Stone Brewing, with Big Family Table, teased its debut "Leave No Stone Unturned" campaign with upside-down labels on its bottles. A 90-second spot shows brand co-founder Greg Koch explaining the campaign reflects the brewery's commitment to chasing perfection, even if it means mistakes are made.
Coca-Cola is enabling consumers to interact contact-free with its Freestyle soda fountains via QR codes that, when scanned by a smartphone, allow people to select and pour from a range of drinks. The experience doesn't require users to download an app and the brand started developing the technology at the beginning of the pandemic.
Carmichael Lynch is touting Subaru's partnership with the American Society for the Prevention of Cruelty to Animals in a 30-second spot that spotlights its work with animal shelters to host pet adoption events. The ad introduces a new "Subaru: More Than a Car Company" tagline and is running across national TV, social and digital.
Apple released a sequel to its popular "Underdogs" spot -- a seven-minute "The whole working-from-home thing" video that shows the hapless group of creative employees trying to hit a deadline for "Project Pandora's Box." The comedic short film, directed by Smuggler's Mark Molloy, promotes the Apple at Work product suite.
Adam&Eve/DDB's new whimsical spot for UK roadside assistance company the AA is directed by MJZ's The Perlorian Brothers and shows an animated shaggy dog put on a record and an electric fan that makes him imagine he's in a car with the wind in his fur. The spot ends with the tagline "Love that feeling? We'll get you back on the road," and the campaign includes social GIFs, radio, out-of-home and Spotify playlists.

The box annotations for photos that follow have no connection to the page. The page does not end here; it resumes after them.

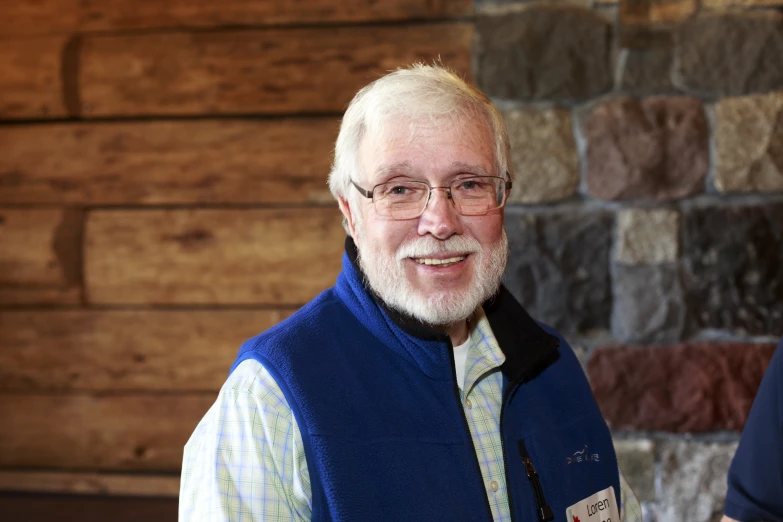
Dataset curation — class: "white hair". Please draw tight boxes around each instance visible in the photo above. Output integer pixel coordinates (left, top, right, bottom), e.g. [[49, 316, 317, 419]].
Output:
[[329, 63, 514, 230]]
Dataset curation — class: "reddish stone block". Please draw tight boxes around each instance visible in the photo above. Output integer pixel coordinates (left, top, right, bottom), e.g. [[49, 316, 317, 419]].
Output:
[[584, 96, 709, 200], [587, 342, 775, 433]]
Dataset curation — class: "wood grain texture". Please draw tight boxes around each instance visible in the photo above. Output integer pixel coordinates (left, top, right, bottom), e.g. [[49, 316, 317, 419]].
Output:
[[0, 309, 293, 392], [0, 0, 472, 35], [0, 393, 217, 472], [0, 470, 179, 498], [0, 118, 339, 205], [79, 23, 473, 117], [0, 208, 83, 305], [0, 492, 178, 522], [85, 206, 345, 305], [0, 35, 68, 120]]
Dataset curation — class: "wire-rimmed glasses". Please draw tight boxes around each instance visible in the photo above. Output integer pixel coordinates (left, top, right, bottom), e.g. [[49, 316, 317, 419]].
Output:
[[351, 176, 511, 219]]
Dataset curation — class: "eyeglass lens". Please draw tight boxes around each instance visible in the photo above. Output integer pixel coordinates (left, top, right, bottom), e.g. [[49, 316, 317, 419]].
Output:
[[373, 176, 506, 219]]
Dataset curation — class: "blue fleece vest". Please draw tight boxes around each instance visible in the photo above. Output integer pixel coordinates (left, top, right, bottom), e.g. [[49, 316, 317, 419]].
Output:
[[232, 240, 620, 522]]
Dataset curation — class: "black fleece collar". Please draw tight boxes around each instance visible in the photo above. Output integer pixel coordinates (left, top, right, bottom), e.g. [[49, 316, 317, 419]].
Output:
[[345, 236, 560, 382]]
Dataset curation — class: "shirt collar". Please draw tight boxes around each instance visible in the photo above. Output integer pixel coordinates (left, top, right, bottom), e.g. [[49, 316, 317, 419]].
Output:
[[345, 236, 560, 382]]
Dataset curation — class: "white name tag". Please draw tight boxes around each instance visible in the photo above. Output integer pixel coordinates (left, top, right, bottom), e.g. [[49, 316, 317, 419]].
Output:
[[566, 486, 620, 522]]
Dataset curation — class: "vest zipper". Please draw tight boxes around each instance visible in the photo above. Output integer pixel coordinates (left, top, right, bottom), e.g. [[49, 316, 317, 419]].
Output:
[[498, 383, 519, 522], [519, 440, 555, 522], [449, 340, 494, 520], [500, 383, 555, 522]]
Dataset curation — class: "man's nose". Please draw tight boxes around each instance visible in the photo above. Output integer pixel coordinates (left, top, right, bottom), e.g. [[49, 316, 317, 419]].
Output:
[[418, 187, 462, 239]]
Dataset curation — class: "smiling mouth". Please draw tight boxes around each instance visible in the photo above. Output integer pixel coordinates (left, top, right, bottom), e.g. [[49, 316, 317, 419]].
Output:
[[411, 256, 468, 266]]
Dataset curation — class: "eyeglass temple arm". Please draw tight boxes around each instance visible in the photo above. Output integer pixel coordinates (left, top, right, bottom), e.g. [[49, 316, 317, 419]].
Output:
[[351, 180, 372, 199]]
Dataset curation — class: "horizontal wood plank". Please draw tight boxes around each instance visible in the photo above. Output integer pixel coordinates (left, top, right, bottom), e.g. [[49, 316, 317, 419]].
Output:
[[0, 309, 293, 392], [0, 393, 217, 472], [0, 0, 472, 35], [79, 23, 473, 117], [0, 208, 83, 305], [0, 118, 339, 205], [85, 206, 345, 305], [0, 493, 178, 522], [0, 35, 68, 120], [0, 470, 179, 498]]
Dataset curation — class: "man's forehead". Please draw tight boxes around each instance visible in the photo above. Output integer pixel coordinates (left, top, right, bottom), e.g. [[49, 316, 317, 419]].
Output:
[[370, 160, 491, 179]]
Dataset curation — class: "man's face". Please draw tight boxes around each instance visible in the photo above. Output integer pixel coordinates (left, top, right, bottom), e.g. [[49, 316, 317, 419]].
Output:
[[340, 118, 508, 325]]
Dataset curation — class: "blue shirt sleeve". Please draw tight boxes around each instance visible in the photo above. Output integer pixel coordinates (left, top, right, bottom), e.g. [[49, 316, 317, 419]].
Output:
[[725, 341, 783, 522]]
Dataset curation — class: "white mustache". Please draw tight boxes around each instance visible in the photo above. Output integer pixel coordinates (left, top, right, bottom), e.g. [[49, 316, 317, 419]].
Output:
[[395, 236, 481, 262]]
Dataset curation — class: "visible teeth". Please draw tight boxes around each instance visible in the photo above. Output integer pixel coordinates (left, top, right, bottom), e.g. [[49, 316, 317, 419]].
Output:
[[414, 256, 468, 265]]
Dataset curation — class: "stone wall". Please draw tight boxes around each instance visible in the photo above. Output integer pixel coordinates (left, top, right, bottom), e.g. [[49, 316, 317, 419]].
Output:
[[473, 0, 783, 522]]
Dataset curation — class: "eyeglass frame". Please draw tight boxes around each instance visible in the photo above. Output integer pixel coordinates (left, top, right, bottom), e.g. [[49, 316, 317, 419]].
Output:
[[351, 172, 513, 217]]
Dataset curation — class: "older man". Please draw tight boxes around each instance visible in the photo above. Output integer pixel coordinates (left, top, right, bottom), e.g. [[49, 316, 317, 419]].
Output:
[[180, 65, 641, 522]]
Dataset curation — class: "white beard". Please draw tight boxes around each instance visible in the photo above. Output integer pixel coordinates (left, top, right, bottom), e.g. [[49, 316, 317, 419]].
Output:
[[356, 227, 508, 326]]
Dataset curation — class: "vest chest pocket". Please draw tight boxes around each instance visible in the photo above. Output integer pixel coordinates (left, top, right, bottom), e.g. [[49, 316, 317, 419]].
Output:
[[506, 416, 620, 522]]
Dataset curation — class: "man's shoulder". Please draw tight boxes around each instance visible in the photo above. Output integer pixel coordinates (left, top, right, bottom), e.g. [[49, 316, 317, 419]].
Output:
[[231, 288, 350, 372]]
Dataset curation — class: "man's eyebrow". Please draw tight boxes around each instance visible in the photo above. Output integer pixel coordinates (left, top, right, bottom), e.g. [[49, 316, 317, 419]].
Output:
[[451, 161, 491, 176], [375, 161, 413, 179]]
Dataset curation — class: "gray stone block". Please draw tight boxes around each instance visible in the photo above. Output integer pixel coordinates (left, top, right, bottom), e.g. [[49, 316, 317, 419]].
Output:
[[584, 96, 709, 200], [675, 11, 783, 96], [614, 208, 680, 265], [657, 441, 737, 522], [505, 209, 613, 333], [612, 263, 686, 343], [682, 203, 783, 336], [474, 4, 613, 101]]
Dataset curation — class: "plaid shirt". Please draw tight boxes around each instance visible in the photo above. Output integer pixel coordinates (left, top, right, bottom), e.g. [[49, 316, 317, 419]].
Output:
[[179, 306, 642, 522]]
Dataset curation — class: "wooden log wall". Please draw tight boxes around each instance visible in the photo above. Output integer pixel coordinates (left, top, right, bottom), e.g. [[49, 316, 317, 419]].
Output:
[[0, 0, 473, 511]]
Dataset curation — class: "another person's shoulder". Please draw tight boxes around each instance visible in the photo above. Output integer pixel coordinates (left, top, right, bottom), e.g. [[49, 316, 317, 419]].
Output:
[[724, 341, 783, 521]]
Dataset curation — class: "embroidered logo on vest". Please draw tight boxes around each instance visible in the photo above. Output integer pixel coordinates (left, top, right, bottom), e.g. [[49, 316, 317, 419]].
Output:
[[566, 444, 600, 464]]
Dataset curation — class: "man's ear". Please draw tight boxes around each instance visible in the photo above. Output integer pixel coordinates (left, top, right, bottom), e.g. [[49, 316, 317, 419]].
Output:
[[337, 198, 356, 237]]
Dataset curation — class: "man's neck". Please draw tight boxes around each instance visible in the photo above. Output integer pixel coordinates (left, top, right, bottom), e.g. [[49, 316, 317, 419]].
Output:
[[443, 320, 470, 346]]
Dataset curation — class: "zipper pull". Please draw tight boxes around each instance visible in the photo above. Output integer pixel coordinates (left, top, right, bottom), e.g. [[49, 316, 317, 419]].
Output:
[[519, 440, 555, 522]]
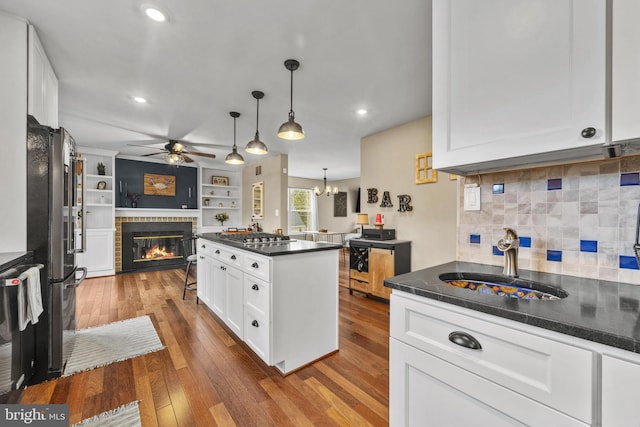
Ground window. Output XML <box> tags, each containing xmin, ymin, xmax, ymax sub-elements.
<box><xmin>289</xmin><ymin>188</ymin><xmax>318</xmax><ymax>234</ymax></box>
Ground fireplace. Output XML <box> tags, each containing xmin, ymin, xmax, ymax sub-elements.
<box><xmin>122</xmin><ymin>222</ymin><xmax>192</xmax><ymax>272</ymax></box>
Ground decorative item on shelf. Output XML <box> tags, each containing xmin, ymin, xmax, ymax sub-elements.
<box><xmin>278</xmin><ymin>59</ymin><xmax>304</xmax><ymax>141</ymax></box>
<box><xmin>211</xmin><ymin>176</ymin><xmax>229</xmax><ymax>185</ymax></box>
<box><xmin>224</xmin><ymin>111</ymin><xmax>244</xmax><ymax>165</ymax></box>
<box><xmin>216</xmin><ymin>212</ymin><xmax>229</xmax><ymax>225</ymax></box>
<box><xmin>373</xmin><ymin>214</ymin><xmax>384</xmax><ymax>230</ymax></box>
<box><xmin>244</xmin><ymin>90</ymin><xmax>269</xmax><ymax>155</ymax></box>
<box><xmin>313</xmin><ymin>168</ymin><xmax>338</xmax><ymax>196</ymax></box>
<box><xmin>356</xmin><ymin>214</ymin><xmax>369</xmax><ymax>234</ymax></box>
<box><xmin>127</xmin><ymin>193</ymin><xmax>142</xmax><ymax>208</ymax></box>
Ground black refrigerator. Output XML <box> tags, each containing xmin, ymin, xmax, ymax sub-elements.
<box><xmin>27</xmin><ymin>116</ymin><xmax>87</xmax><ymax>383</ymax></box>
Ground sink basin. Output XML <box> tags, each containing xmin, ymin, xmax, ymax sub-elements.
<box><xmin>438</xmin><ymin>272</ymin><xmax>569</xmax><ymax>301</ymax></box>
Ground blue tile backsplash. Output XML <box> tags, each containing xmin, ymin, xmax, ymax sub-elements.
<box><xmin>457</xmin><ymin>155</ymin><xmax>640</xmax><ymax>285</ymax></box>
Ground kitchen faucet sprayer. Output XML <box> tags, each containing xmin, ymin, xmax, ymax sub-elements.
<box><xmin>498</xmin><ymin>228</ymin><xmax>520</xmax><ymax>277</ymax></box>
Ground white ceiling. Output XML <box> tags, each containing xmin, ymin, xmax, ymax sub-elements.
<box><xmin>0</xmin><ymin>0</ymin><xmax>431</xmax><ymax>180</ymax></box>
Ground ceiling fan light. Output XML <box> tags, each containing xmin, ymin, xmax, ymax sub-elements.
<box><xmin>278</xmin><ymin>112</ymin><xmax>304</xmax><ymax>141</ymax></box>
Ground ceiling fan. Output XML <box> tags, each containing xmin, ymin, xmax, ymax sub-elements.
<box><xmin>136</xmin><ymin>139</ymin><xmax>216</xmax><ymax>163</ymax></box>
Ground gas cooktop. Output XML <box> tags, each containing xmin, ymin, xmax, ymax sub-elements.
<box><xmin>219</xmin><ymin>233</ymin><xmax>293</xmax><ymax>245</ymax></box>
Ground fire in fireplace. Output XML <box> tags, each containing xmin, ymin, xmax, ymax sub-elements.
<box><xmin>122</xmin><ymin>222</ymin><xmax>191</xmax><ymax>272</ymax></box>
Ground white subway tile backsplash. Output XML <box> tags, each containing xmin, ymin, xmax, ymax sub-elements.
<box><xmin>458</xmin><ymin>156</ymin><xmax>640</xmax><ymax>284</ymax></box>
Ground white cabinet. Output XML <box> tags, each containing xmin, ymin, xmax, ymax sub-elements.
<box><xmin>198</xmin><ymin>238</ymin><xmax>338</xmax><ymax>374</ymax></box>
<box><xmin>78</xmin><ymin>147</ymin><xmax>116</xmax><ymax>277</ymax></box>
<box><xmin>200</xmin><ymin>167</ymin><xmax>242</xmax><ymax>232</ymax></box>
<box><xmin>612</xmin><ymin>0</ymin><xmax>640</xmax><ymax>141</ymax></box>
<box><xmin>433</xmin><ymin>0</ymin><xmax>608</xmax><ymax>174</ymax></box>
<box><xmin>390</xmin><ymin>291</ymin><xmax>595</xmax><ymax>426</ymax></box>
<box><xmin>27</xmin><ymin>25</ymin><xmax>58</xmax><ymax>128</ymax></box>
<box><xmin>602</xmin><ymin>352</ymin><xmax>640</xmax><ymax>427</ymax></box>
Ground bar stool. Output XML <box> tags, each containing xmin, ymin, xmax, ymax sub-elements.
<box><xmin>182</xmin><ymin>236</ymin><xmax>200</xmax><ymax>304</ymax></box>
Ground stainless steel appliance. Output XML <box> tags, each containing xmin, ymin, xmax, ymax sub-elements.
<box><xmin>27</xmin><ymin>116</ymin><xmax>87</xmax><ymax>382</ymax></box>
<box><xmin>0</xmin><ymin>252</ymin><xmax>41</xmax><ymax>403</ymax></box>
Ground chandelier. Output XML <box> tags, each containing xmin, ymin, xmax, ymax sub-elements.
<box><xmin>313</xmin><ymin>168</ymin><xmax>338</xmax><ymax>196</ymax></box>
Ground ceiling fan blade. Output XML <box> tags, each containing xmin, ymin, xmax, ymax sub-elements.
<box><xmin>189</xmin><ymin>151</ymin><xmax>216</xmax><ymax>159</ymax></box>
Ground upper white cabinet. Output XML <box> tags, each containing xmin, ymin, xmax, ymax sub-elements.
<box><xmin>27</xmin><ymin>25</ymin><xmax>58</xmax><ymax>128</ymax></box>
<box><xmin>612</xmin><ymin>0</ymin><xmax>640</xmax><ymax>141</ymax></box>
<box><xmin>433</xmin><ymin>0</ymin><xmax>608</xmax><ymax>174</ymax></box>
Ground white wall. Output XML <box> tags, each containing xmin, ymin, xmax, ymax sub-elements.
<box><xmin>0</xmin><ymin>12</ymin><xmax>27</xmax><ymax>252</ymax></box>
<box><xmin>360</xmin><ymin>117</ymin><xmax>457</xmax><ymax>270</ymax></box>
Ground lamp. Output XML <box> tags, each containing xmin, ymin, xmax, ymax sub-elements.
<box><xmin>278</xmin><ymin>59</ymin><xmax>304</xmax><ymax>141</ymax></box>
<box><xmin>313</xmin><ymin>168</ymin><xmax>338</xmax><ymax>196</ymax></box>
<box><xmin>244</xmin><ymin>90</ymin><xmax>269</xmax><ymax>154</ymax></box>
<box><xmin>224</xmin><ymin>111</ymin><xmax>244</xmax><ymax>165</ymax></box>
<box><xmin>356</xmin><ymin>214</ymin><xmax>369</xmax><ymax>235</ymax></box>
<box><xmin>167</xmin><ymin>153</ymin><xmax>184</xmax><ymax>165</ymax></box>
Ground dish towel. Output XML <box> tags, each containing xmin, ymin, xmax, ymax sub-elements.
<box><xmin>18</xmin><ymin>267</ymin><xmax>43</xmax><ymax>331</ymax></box>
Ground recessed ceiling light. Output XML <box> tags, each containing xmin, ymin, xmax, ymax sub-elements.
<box><xmin>144</xmin><ymin>7</ymin><xmax>167</xmax><ymax>22</ymax></box>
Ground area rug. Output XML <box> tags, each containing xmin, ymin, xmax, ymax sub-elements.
<box><xmin>62</xmin><ymin>316</ymin><xmax>164</xmax><ymax>377</ymax></box>
<box><xmin>72</xmin><ymin>401</ymin><xmax>142</xmax><ymax>427</ymax></box>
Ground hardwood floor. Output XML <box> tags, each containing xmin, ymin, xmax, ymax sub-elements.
<box><xmin>21</xmin><ymin>257</ymin><xmax>389</xmax><ymax>427</ymax></box>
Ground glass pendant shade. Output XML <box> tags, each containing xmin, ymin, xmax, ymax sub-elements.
<box><xmin>278</xmin><ymin>59</ymin><xmax>304</xmax><ymax>141</ymax></box>
<box><xmin>224</xmin><ymin>111</ymin><xmax>244</xmax><ymax>165</ymax></box>
<box><xmin>244</xmin><ymin>90</ymin><xmax>269</xmax><ymax>155</ymax></box>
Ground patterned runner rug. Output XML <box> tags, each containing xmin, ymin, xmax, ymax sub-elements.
<box><xmin>72</xmin><ymin>401</ymin><xmax>142</xmax><ymax>427</ymax></box>
<box><xmin>62</xmin><ymin>316</ymin><xmax>164</xmax><ymax>377</ymax></box>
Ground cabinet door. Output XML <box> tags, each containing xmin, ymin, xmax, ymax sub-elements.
<box><xmin>612</xmin><ymin>0</ymin><xmax>640</xmax><ymax>141</ymax></box>
<box><xmin>369</xmin><ymin>248</ymin><xmax>394</xmax><ymax>299</ymax></box>
<box><xmin>389</xmin><ymin>338</ymin><xmax>587</xmax><ymax>427</ymax></box>
<box><xmin>209</xmin><ymin>260</ymin><xmax>227</xmax><ymax>320</ymax></box>
<box><xmin>602</xmin><ymin>354</ymin><xmax>640</xmax><ymax>427</ymax></box>
<box><xmin>433</xmin><ymin>0</ymin><xmax>607</xmax><ymax>171</ymax></box>
<box><xmin>82</xmin><ymin>230</ymin><xmax>115</xmax><ymax>277</ymax></box>
<box><xmin>225</xmin><ymin>266</ymin><xmax>244</xmax><ymax>339</ymax></box>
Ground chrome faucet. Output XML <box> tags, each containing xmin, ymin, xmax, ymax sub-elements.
<box><xmin>498</xmin><ymin>228</ymin><xmax>520</xmax><ymax>277</ymax></box>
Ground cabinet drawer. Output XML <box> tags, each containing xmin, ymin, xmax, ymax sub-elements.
<box><xmin>244</xmin><ymin>274</ymin><xmax>269</xmax><ymax>318</ymax></box>
<box><xmin>390</xmin><ymin>292</ymin><xmax>594</xmax><ymax>422</ymax></box>
<box><xmin>349</xmin><ymin>279</ymin><xmax>371</xmax><ymax>292</ymax></box>
<box><xmin>244</xmin><ymin>308</ymin><xmax>271</xmax><ymax>365</ymax></box>
<box><xmin>244</xmin><ymin>253</ymin><xmax>271</xmax><ymax>282</ymax></box>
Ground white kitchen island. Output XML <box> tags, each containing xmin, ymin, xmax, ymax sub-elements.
<box><xmin>197</xmin><ymin>233</ymin><xmax>341</xmax><ymax>374</ymax></box>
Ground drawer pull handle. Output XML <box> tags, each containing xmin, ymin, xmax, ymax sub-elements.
<box><xmin>449</xmin><ymin>331</ymin><xmax>482</xmax><ymax>350</ymax></box>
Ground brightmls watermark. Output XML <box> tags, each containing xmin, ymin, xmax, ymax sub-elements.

Burger King, with We Believers, is touting its efforts to reduce cattle-emitted methane gas by feeding them lemongrass with a two-minute spot directed by Oscar-winner Michel Gondry and starring viral child yodeler Mason Ramsey. The colorful ad features Ramsey singing a catchy ditty about "reducing methane" and ends with the tagline "Since we're part of the problem, we're working to be part of the solution."
Brands that have elected to curtail Facebook advertising amid the boycott will quickly learn how remaining competitors fare and are already realizing that the effect isn't as profound as expected and could be an impetus for others to follow, writes Jack Neff. Marketers will also be able to compare future social platform results to prior efforts and use Facebook's Ad Library to monitor activity because "it never hurts to check what's really happening," he writes.
McCann Health's Ron Lewis and TBWA Worldhealth's Walter T. Geer III launched a free Diverse Creatives site to help agencies and brands find talent of color within the industry, and they are in discussions with the 4A's Foundation on expanding the project. "We hope that [because of its success] that talent thrives and that we go out of business within the next couple of years," Geer says.
Campbell Ewald leaders talk about the agency's journey to eliminate systemic racism following an internal incident in 2016 and share what they've learned so far in the quest for increased diversity and inclusion. "As the benefits of a more diverse culture start to blossom, it also starts to feel good, like it should have been this way all along," says Group Account Director Walter Harris.
Holding companies including IPG, WPP, MDC Partners and Publicis Groupe are donating significant funds to organizations striving for racial equality, social justice and those affiliated with the Black Lives Matter movement, while individual agencies within Omnicom are doing the same. The T10 Group founder, Maya Beasley, says support of these types of organizations is not new, and adds, "What I hope is different is that the movement's leaders will hold people's feet to the fire and make sure that it remains a prominent issue."